Harry Englund

No. `5
- Position: End / Halfback

Personal information
- Born: August 13, 1900 Rockford, Illinois, U.S.
- Died: March 16, 1989 (aged 88) Rockford, Illinois, U.S.
- Listed height: 6 ft 0 in (1.83 m)
- Listed weight: 185 lb (84 kg)

Career information
- High school: Central (Rockford, Illinois)
- College: None

Career history
- Chicago Staleys/Bears (1921–1922); Chicago Bears (1924)*;
- * Offseason or practice squad member only

Awards and highlights
- APFA champion (1921);
- Stats at Pro Football Reference

= Harry Englund =

American football player (1900–1989)

Harry Cornelius "Skin" Englund (August 13, 1900 – March 16, 1989) was an American professional football end who played two seasons with the Chicago Staleys/Bears and of the National Football League (NFL).

==Early life==
Harry Cornelius Englund was born on August 13, 1900, in Rockford, Illinois. He attended Rockford Central High School in Rockford. He did not play college football.

==Professional career==
Englund signed with the Chicago Staleys of the American Professional Football Association (APFA) on September 14, 1921. He played in five games for the Staleys during the 1921 season. The Staleys finished the season in first place in the APFA with a 9–1–1 record and were named APFA champions.

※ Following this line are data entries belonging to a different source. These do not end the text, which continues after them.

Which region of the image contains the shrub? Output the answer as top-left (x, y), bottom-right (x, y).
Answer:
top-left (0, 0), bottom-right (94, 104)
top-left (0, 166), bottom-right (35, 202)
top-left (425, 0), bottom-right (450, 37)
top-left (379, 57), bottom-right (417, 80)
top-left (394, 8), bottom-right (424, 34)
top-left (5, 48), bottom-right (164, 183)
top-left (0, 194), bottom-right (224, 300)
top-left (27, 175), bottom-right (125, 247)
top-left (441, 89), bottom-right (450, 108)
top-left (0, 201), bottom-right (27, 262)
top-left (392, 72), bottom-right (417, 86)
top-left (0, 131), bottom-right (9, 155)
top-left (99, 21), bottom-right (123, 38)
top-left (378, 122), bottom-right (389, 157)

Englund appeared in 11 games, starting three, for the newly-renamed Chicago Bears in 1922. The Bears finished the year with a 9–3 record, good for second place in the NFL.

Englund signed with the Bears again in 1924 but was released later that year.

==Personal life==
Englund also played basketball for the Belvidere Union club and the Rockford Thomas Cats as a guard during the 1920s. He was nicknamed "Skin". Englund died on March 16, 1989, in Rockford.